La bonne marche à suivre dans ce genre de situation est avant tout de s’en remettre à D.ieu. Prier pour qu’Hachem mette les bons conseils dans le cœur de l’enfant, autant qu’Il le fit avec les égyptiens de Pharaon sur lesquels il est dit : « Leur cœur changea jusqu’à prendre son peuple en haine » (Psaumes 105, 25) et puis, une fois libéré, il est écrit : « Le Seigneur avait fait trouver faveur à son peuple chez les Égyptiens. » (Exode 11, 3) D.ieu a donc le pouvoir d’influencer et de transformer les volontés du cœur de l’homme…
Mais cela ne s’arrête pas là. Les parents ont aussi un rôle à jouer qui peut s’avérer salvateur s’il n’est pas destructeur… Dans cette période, l’adolescent est extrêmement sensible et il faut bien comprendre que, dans certains cas (pas tous), l’heure n’est plus à la réprimande, mais à l’empathie et à l’accompagnement. Certaines fois, l’enfant est tellement ancré dans sa révolte que tout reproche sur sa « non pratique religieuse » susciterait une plus grande rébellion. Dans ces cas-là, la loi nous dit que nous sommes exemptés du reproche envers son prochain, comme le rapporte le Biour Halakha au nom du Sefer ‘Hassidim (chapitre 608). « La Mitsva du reproche concerne uniquement une personne avec qui nous sommes à l’aise, mais s’il s’agissait d’un étranger qui en viendrait à nous haïr et se venger, nous en sommes exemptés ». Or, il n’y a pas plus grand risque de « nous haïr et de se venger » que dans ce genre de cas…
Le parent doit donc adopter une autre stratégie, plus détournée, pour réconcilier son enfant avec le judaïsme. Il doit puiser en lui les forces d’un amour inconditionnel pour son enfant en révolte. L’accompagner dans son chemin, lui donner une place, le sentiment d’être compris dans son mal-être, et ainsi lui faire sentir que son parent l’aime quoi qu’il en soit, quoi qu’il advienne. De plus, les autres enfants de la maison n’auront pas le sentiment que leurs parents sont déstabilisés par les attitudes de leur frère. Mais le véritable intérêt de cette démarche est primordial pour donner à l’adolescent le sentiment que ses parents sont avec lui où qu’il soit. Ainsi, la voie du retour aux sources pourra être empruntée avec le moins d’obstacles possibles.
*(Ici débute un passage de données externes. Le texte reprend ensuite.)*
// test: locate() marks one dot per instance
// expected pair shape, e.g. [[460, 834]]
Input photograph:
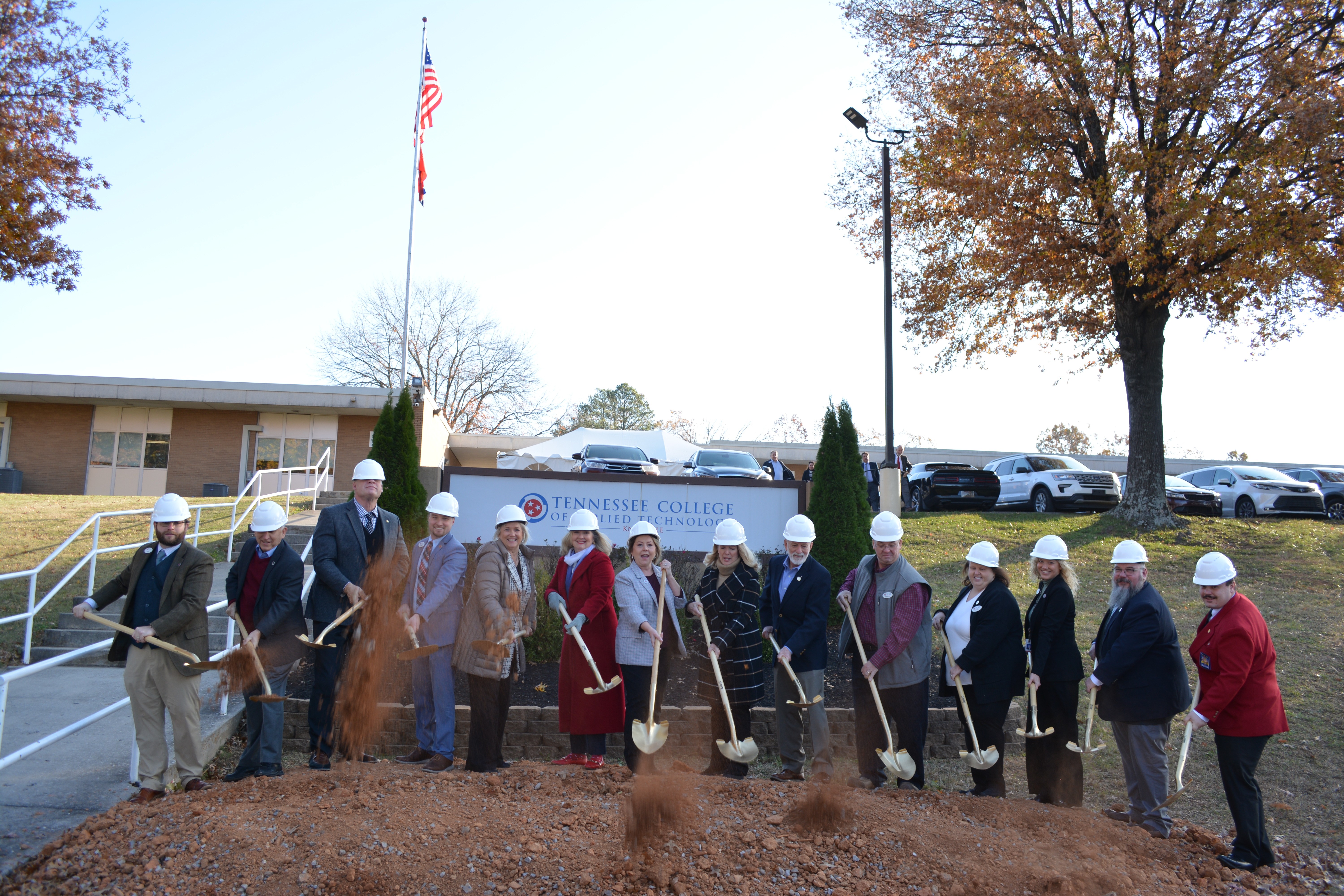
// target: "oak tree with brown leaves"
[[53, 72], [1084, 171]]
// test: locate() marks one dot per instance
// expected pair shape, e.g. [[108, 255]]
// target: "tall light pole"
[[890, 488]]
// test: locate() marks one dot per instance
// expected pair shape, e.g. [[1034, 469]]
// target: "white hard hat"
[[584, 520], [1214, 569], [171, 508], [799, 528], [886, 527], [269, 516], [984, 554], [369, 469], [444, 504], [643, 527], [730, 532], [510, 514], [1050, 547], [1130, 551]]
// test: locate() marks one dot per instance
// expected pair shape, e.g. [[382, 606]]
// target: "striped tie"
[[423, 574]]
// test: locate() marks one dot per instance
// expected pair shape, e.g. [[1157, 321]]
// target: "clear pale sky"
[[638, 189]]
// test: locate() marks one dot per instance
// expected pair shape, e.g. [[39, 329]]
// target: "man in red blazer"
[[1240, 700]]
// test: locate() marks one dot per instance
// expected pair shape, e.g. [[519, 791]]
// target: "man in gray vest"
[[892, 612]]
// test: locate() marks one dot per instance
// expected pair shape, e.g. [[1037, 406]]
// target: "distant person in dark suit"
[[346, 541], [265, 588], [794, 608], [1143, 683]]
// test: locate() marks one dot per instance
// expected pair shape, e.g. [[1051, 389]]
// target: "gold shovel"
[[744, 752], [151, 640], [650, 737], [803, 695], [900, 762], [978, 758], [335, 622], [1036, 727], [603, 687]]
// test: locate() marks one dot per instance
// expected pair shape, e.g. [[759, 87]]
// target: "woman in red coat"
[[1238, 699], [584, 581]]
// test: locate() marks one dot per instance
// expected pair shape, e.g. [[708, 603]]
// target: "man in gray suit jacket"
[[431, 606], [346, 541]]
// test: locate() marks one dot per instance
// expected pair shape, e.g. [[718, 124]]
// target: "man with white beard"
[[1143, 683]]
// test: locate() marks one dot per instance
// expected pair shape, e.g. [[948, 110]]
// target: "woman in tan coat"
[[502, 605]]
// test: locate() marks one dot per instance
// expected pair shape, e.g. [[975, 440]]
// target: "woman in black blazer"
[[984, 628], [1054, 773]]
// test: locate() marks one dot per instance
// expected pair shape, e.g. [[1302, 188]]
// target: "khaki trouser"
[[154, 684]]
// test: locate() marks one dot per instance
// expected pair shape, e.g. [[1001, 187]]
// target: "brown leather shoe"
[[146, 796], [439, 764]]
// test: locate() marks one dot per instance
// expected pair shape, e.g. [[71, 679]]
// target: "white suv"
[[1050, 483]]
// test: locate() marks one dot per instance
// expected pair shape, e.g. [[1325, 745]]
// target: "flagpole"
[[411, 234]]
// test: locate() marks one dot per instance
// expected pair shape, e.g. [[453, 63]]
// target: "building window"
[[130, 448], [101, 449], [157, 452]]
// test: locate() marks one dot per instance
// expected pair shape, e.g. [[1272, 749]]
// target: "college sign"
[[685, 510]]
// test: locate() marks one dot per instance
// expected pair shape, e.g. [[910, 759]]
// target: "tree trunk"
[[1139, 332]]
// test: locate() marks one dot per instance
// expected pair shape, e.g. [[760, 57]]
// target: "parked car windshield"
[[616, 453], [728, 459], [1042, 464], [1263, 473]]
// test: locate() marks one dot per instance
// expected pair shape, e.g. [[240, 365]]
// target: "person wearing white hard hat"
[[265, 589], [636, 593], [1238, 699], [1143, 684], [730, 597], [347, 541], [503, 605], [892, 612], [583, 582], [984, 631], [794, 608], [166, 585], [431, 606], [1054, 773]]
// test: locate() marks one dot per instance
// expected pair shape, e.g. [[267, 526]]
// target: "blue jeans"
[[436, 707]]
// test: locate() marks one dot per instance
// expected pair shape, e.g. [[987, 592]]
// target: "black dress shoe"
[[1236, 864]]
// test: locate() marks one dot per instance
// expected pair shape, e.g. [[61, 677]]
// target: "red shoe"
[[573, 760]]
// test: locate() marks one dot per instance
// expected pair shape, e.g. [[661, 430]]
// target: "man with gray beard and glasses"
[[1142, 676]]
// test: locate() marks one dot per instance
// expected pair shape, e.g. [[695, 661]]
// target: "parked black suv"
[[943, 487]]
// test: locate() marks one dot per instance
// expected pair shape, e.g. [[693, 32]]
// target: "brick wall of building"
[[205, 448], [50, 444]]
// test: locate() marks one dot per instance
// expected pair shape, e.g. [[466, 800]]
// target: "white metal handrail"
[[322, 471]]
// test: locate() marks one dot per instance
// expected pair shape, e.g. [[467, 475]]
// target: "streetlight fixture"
[[889, 463]]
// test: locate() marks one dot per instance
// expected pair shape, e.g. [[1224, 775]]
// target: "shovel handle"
[[171, 648]]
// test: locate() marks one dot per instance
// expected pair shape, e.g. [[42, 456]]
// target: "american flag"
[[431, 97]]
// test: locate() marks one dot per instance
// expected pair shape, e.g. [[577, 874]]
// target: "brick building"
[[111, 436]]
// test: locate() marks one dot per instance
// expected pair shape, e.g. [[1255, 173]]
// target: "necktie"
[[423, 574]]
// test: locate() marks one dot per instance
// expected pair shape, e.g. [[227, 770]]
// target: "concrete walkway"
[[89, 772]]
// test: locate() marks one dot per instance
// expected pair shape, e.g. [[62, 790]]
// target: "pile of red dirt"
[[540, 829]]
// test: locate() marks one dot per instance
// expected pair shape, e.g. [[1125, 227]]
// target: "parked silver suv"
[[1256, 491], [1049, 483]]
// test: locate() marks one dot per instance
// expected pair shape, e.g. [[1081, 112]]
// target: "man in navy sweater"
[[794, 609]]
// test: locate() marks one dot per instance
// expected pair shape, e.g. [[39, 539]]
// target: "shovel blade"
[[650, 738], [745, 752]]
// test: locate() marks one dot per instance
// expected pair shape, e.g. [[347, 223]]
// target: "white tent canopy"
[[558, 454]]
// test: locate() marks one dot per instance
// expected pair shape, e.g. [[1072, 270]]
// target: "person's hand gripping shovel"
[[650, 737], [744, 752], [900, 762]]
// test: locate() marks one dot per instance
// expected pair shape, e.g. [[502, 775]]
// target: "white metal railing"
[[322, 472]]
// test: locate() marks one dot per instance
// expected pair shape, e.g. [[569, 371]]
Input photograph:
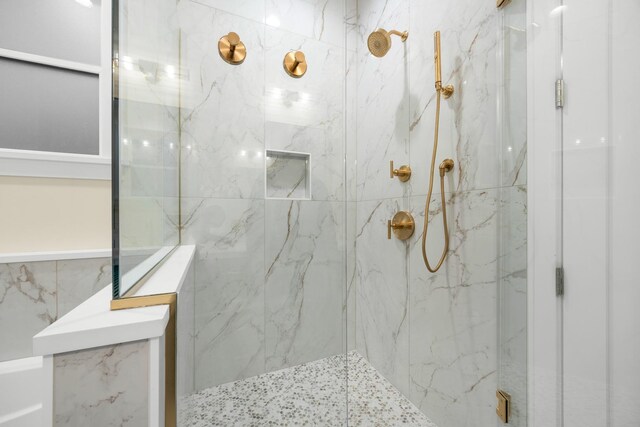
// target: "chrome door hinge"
[[559, 281], [559, 93]]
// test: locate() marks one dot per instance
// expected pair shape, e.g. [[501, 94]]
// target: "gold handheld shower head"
[[447, 90], [379, 42]]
Le Rav Chimchone Raphaël Hirsch, dans l’introduction de son livre Horev, illustrait en une phrase le rôle des parents vis-à-vis de leurs enfants. Il écrivit que « Les parents à l’enfance sont des gardiens, à l’adolescence des accompagnateurs, à l’âge adulte des amis ». Tâchons d’être les repères de nos enfants, quelles que soient leurs positions...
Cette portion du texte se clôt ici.